14 Jul 2006 @ 11:04, by John Oates
Just look around you at all the people and imagine what is going on inside each head. Each person, as a detached physical and mental entity, may be very different in opinion and activity but all are conducting, to some degree, a private and perhaps totally secret but essentially similar struggle in the mind.
All creatures on Earth, excepting ourselves, pursue life with vigour and without question, requiring no more than the instinctive impulsion of energy, or life-force, to give them their singleness of purpose. We, having the faculty of knowing and reasoning, or intellect, require a reason for living, a purpose other than merely to live - a meaning to warrant our presence here. What we really want to know is truth, but growing understanding of truth would bring increasing desire to live by it. Existing reality is false and requires, on the contrary, that we automatically ignore, deny, or flout truth. To overcome this dilemma we have invented religions enabling us to claim morality while practising immorality.

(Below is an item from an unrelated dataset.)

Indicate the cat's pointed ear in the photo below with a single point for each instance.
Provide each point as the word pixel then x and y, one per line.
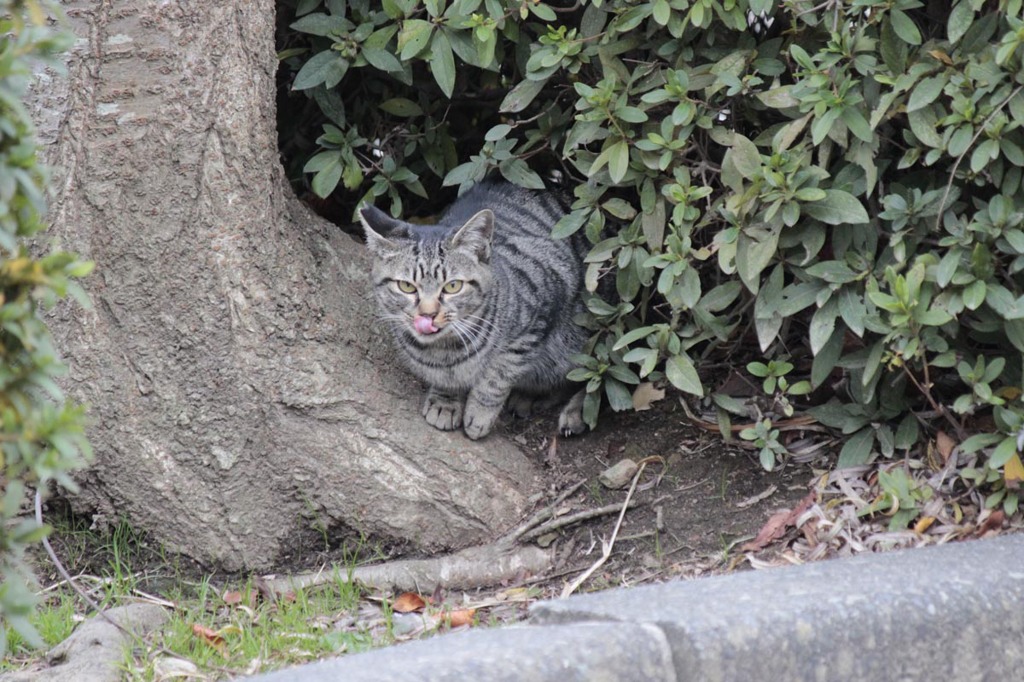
pixel 376 224
pixel 475 236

The adoption of religions further enables us to combine morality with immorality by fighting to defend our own faith against others of different faiths. That we do this despite the fact that all religions are opposed to violence indicates that religions do not arise truly from within – from the postconscious mind and via conscience - but are imposed from without. Men identify with their different religious labels rather than with their true common humanity and use those labels to justify their unintelligent behaviour.
The many examples of religious war are well known, illustrating the insane contradiction between authority’s word and action and the strange willingness of men to obey orders and carry out violent acts that are truly repugnant to them.